Reports suggests that NUM will be looking at nothing less than a
100% increase in minimum wages, for the lower paid section of the
gold mining sector's workforce.
Minimum wage negotiations couldn't have come at a worse time,
for a number of existing mines are already operating at a loss. A
number of existing mines already find it more expensive to mine
gold for what they can sell it for, taking their total net income to a loss., and there remains little, if any signs that circumstances will improve. Thus, mining companies cannot afford to concede any major wage increases without having to shut down smaller mines. This could lead the minimum wagenegotiations to become as ugly as the platinum strike. The probability of keeping workers and the gold mining sector happy seems low, if not almost impossible. 'South-Africa's gold production reached a monthly low in January, according to data released by Statistics South-Africa. Although a number of temporary factors might have been contributed to the unusually low level, general historical trends show that gold has lost the prominent place it once had in the South-African economy' -moneyweb.com-
South-Africa produced 168 tons of gold in 2014, a small improvement compared to 164.5 tons in 2013, which led to South-Africa regaining its position as the world's fifth largest gold producer. Not that many years ago, South Africa dominated the global gold production scene, producing over a thousand tons of gold a year, but latest figures from Statistics South-Africa show that there's a ever-increasing downfall in the country's gold production.

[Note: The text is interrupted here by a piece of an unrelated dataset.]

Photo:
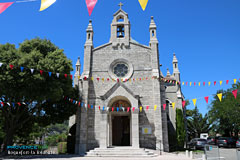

Statistics South-Africa has issued comparable gold mining production indices that stretch as far back as 1980. But what is not shown in the statistical graph above is that the country's gold production downfall started to decline way before 1980. The fall in the gold production has reduced gold's contribution to the South-African economy. Gold contributed 3.8% to gross domestic product in 1993, declining to 1.7% in 2013. Gold made up 67% of all mineral sales in 1980, declining to 12.5% in 2014.
I n our point of view, not even a huge increase, or bearish spike in the JSE index could save South-Africa's gold mining sector. Gold mines in South-Africa continue to dig ever deeper under ground to produce their gold, and the deeper they dig , the more expensive the operation costs. And with minimum wage negotiations coming up, the increase of inflation will cause the miners to settle for a minimum wage that will allow them to keep their standard of living. Reports show that AMCU has already rejected the gold mining sector's minimum wage proposal in March 2015. So with gold becoming more and more expensive to mine and gold continuing to lose its value, along with mine workers demanding unaffordable wage raises, its very difficult to see how the gold sector will survive in South-Africa.